Alvarez was elected to the water board in 2006 by south Pomona voters. Asked to introduce himself at his first meeting, he explained that he had served for 29 years in the Marine Corps and held several decorations, including a Medal of Honor for pulling the flag from the embassy in Iran during the hostage crisis in the 1970s.
In fact, he had never served in the military. He entered a plea of guilty to violating the Stolen Valor Act, reserving the right to appeal, and was placed on probation after U.S. District Judge R. Gary Klausner of the Central District of California upheld the act.
Alvarez remained a member of the water board, however, until October 2009, when he was sentenced by Los Angeles Superior Court Judge Michael Camacho to five years in state prison for misappropriating district funds by qualifying his ex-wife for insurance benefits. That conviction was upheld, and he is currently serving his sentence at the California State Prison in Calipatria, according to Department of Corrections records.
The Ninth Circuit majority, Judge Milan D. Smith and Senior Judge Thomas G. Nelson, since deceased, said the law went too far by penalizing false claims to have won the Medal of Honor or other congressional honors without regard to context.

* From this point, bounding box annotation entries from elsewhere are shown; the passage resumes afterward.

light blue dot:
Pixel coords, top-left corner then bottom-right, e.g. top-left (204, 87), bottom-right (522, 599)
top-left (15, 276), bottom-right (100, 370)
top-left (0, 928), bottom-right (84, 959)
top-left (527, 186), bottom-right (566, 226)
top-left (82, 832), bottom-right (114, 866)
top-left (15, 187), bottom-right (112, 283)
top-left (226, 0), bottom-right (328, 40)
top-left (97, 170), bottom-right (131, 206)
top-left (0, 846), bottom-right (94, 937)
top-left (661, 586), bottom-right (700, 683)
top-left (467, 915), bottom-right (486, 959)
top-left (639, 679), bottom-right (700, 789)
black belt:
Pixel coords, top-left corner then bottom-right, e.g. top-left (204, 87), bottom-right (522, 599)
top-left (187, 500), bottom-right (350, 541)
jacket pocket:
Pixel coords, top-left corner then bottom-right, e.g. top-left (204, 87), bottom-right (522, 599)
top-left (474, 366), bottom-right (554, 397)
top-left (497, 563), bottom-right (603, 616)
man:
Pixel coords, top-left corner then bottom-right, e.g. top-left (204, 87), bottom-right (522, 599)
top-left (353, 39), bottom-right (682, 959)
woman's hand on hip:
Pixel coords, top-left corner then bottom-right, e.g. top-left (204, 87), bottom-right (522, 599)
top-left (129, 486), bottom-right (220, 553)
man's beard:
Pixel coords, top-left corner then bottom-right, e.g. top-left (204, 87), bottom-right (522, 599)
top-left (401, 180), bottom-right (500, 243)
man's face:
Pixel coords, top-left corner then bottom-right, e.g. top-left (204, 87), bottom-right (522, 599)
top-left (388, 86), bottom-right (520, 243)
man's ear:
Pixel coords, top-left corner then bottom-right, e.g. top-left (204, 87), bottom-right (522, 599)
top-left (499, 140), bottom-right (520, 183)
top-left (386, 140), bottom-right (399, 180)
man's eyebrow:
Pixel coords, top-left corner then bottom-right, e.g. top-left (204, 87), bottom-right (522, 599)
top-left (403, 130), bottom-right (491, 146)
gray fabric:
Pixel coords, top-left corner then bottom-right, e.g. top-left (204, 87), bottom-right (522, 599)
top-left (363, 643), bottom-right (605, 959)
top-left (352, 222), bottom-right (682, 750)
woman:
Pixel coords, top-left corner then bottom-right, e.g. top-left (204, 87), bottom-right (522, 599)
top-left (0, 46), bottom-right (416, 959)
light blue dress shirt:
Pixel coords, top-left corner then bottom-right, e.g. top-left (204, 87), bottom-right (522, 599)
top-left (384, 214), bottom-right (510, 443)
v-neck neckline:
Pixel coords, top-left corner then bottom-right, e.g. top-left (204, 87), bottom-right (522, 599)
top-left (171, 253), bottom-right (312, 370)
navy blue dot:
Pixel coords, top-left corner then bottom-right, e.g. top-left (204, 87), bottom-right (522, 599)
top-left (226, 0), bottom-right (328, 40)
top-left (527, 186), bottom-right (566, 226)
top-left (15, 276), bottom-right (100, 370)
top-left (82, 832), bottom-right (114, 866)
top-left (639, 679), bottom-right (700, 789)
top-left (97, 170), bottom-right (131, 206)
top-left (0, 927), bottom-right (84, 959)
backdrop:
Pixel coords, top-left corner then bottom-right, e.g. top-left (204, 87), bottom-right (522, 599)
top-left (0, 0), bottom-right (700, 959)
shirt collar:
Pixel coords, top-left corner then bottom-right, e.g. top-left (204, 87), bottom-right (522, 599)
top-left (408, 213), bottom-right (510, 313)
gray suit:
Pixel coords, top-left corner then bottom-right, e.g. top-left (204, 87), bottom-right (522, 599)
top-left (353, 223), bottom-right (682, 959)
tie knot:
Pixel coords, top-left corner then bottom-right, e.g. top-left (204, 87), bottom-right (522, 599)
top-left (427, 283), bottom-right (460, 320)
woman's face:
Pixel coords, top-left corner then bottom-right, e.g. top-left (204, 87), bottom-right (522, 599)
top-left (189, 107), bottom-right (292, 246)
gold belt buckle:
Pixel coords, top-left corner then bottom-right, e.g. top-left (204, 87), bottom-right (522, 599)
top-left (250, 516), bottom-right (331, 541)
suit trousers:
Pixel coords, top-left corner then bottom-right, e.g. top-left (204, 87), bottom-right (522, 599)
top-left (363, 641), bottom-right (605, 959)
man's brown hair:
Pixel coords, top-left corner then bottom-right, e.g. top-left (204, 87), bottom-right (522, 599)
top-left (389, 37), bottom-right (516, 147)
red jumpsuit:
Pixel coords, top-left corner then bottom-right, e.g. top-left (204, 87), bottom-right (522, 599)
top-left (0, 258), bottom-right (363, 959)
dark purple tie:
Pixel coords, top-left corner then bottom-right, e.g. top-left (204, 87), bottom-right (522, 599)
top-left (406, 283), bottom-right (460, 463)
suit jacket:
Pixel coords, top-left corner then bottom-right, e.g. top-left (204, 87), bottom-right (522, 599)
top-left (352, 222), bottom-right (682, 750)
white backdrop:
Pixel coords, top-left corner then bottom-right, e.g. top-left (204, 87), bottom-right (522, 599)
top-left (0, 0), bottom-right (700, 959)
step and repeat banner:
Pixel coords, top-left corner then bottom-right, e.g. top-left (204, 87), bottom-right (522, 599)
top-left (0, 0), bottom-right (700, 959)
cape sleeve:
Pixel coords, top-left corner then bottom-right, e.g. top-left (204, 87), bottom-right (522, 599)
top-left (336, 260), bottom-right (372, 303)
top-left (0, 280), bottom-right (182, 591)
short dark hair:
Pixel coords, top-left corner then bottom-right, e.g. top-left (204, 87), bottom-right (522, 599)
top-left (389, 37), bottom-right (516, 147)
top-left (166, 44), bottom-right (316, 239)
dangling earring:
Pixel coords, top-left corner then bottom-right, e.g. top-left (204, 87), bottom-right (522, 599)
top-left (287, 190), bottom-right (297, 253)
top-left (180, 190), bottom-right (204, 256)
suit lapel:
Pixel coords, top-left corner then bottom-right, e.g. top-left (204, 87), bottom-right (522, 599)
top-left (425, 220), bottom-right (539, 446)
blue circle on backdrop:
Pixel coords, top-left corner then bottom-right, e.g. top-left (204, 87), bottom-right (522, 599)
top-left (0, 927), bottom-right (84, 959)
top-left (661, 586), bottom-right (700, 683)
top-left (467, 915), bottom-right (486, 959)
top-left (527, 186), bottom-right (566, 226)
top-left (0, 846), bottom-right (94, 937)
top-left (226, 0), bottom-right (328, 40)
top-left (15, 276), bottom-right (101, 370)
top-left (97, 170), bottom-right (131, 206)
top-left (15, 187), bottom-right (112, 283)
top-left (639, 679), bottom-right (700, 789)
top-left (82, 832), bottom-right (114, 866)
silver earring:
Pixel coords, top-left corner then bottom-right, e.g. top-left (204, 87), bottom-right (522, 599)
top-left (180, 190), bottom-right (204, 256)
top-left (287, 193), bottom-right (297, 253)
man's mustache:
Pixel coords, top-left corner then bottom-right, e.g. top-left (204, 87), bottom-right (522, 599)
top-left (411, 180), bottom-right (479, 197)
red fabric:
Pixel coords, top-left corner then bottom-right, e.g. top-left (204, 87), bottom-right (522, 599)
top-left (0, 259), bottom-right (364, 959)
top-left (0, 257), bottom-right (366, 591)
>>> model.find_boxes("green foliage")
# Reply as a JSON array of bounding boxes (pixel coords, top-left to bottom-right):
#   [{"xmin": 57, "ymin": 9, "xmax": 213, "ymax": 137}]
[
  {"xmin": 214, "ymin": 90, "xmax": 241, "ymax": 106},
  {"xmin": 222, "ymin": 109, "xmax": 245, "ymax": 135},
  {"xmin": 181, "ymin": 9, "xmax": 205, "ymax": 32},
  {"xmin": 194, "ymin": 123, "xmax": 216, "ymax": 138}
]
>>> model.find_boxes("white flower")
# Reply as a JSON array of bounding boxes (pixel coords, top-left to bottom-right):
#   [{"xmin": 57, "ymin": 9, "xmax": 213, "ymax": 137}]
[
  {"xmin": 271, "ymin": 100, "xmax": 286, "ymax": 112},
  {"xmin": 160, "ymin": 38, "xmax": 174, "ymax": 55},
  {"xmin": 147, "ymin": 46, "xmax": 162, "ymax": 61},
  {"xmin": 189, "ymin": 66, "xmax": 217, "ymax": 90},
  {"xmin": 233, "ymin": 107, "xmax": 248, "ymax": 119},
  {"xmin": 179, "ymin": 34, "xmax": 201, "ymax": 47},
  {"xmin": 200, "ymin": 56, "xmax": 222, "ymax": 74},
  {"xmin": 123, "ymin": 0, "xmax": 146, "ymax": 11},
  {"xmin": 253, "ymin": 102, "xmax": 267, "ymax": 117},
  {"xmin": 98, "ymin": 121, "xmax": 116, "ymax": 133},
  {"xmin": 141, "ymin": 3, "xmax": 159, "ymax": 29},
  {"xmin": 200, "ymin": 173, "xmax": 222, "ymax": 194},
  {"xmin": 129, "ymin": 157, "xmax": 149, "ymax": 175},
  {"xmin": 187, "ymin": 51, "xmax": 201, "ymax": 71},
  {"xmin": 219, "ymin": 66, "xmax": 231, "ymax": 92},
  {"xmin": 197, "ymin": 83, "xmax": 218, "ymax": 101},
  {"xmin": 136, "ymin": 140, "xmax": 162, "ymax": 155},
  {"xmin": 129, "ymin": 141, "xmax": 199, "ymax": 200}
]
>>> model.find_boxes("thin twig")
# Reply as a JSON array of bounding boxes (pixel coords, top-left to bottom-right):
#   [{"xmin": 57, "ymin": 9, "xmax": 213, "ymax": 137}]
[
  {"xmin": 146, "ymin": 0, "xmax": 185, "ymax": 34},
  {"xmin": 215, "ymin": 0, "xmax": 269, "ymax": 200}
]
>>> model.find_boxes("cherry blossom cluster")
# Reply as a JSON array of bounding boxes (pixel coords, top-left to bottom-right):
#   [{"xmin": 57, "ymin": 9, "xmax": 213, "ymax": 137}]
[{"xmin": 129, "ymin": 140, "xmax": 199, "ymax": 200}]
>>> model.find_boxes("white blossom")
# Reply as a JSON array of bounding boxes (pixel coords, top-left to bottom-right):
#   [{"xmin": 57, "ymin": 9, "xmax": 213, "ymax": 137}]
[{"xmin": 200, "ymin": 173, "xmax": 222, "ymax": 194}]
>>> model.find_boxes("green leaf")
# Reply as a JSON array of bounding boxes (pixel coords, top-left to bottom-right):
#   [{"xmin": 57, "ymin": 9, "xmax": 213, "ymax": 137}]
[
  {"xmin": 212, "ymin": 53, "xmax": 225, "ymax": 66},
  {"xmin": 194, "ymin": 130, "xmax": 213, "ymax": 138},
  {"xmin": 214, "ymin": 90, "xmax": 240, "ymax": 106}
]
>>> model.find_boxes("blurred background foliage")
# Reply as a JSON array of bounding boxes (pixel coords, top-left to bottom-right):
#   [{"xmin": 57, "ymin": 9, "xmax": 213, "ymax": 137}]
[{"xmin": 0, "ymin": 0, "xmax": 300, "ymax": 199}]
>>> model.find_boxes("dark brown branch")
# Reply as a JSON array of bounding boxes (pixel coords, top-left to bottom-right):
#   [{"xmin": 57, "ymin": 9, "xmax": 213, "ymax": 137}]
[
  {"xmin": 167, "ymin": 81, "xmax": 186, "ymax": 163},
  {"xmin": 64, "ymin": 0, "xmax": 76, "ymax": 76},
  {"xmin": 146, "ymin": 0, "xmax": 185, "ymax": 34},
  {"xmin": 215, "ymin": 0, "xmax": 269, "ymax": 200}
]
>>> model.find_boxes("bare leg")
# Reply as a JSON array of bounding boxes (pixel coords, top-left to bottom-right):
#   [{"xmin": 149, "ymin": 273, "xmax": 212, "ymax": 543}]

“While we agree with [Judge Jay Bybee’s] dissent that most knowingly false factual speech is unworthy of constitutional protection and that, accordingly, many lies may be made the subject of a criminal law without creating a constitutional problem, we cannot adopt a rule as broad as the government and dissent advocate without trampling on the fundamental right to freedom of speech,” Smith wrote.
Where laws proscribing false speech have been upheld, Smith explained, the law has always included narrowing elements, such as a requirement of intent to defraud. The court cannot, as prosecutors argued, place the burden on the defendant to show that the false speech was entitled to protection, the judge concluded.
Bybee argued in his dissent that the act should be upheld based on “the clarity and consistency of Supreme Court’s insistence that false statements of fact...generally fall outside First Amendment protection.”
While some applications of the statute might be unconstitutional, he wrote, Alvarez’s statement, made with knowing falsity in a public meeting, which “was neither a slip of the tongue nor a theatrical performance,” but an effort at self-promotion, is not protected by the First Amendment.
The Ninth Circuit denied en banc review, with seven judges dissenting.
The solicitor general argued that in his petition that the law “plays a vital role in safeguarding the integrity and efficacy of the government’s military honors system” and that the Ninth Circuit erred in applying strict scrutiny. While no appellate court has upheld the law, the government said the issue is now pending in four other circuits.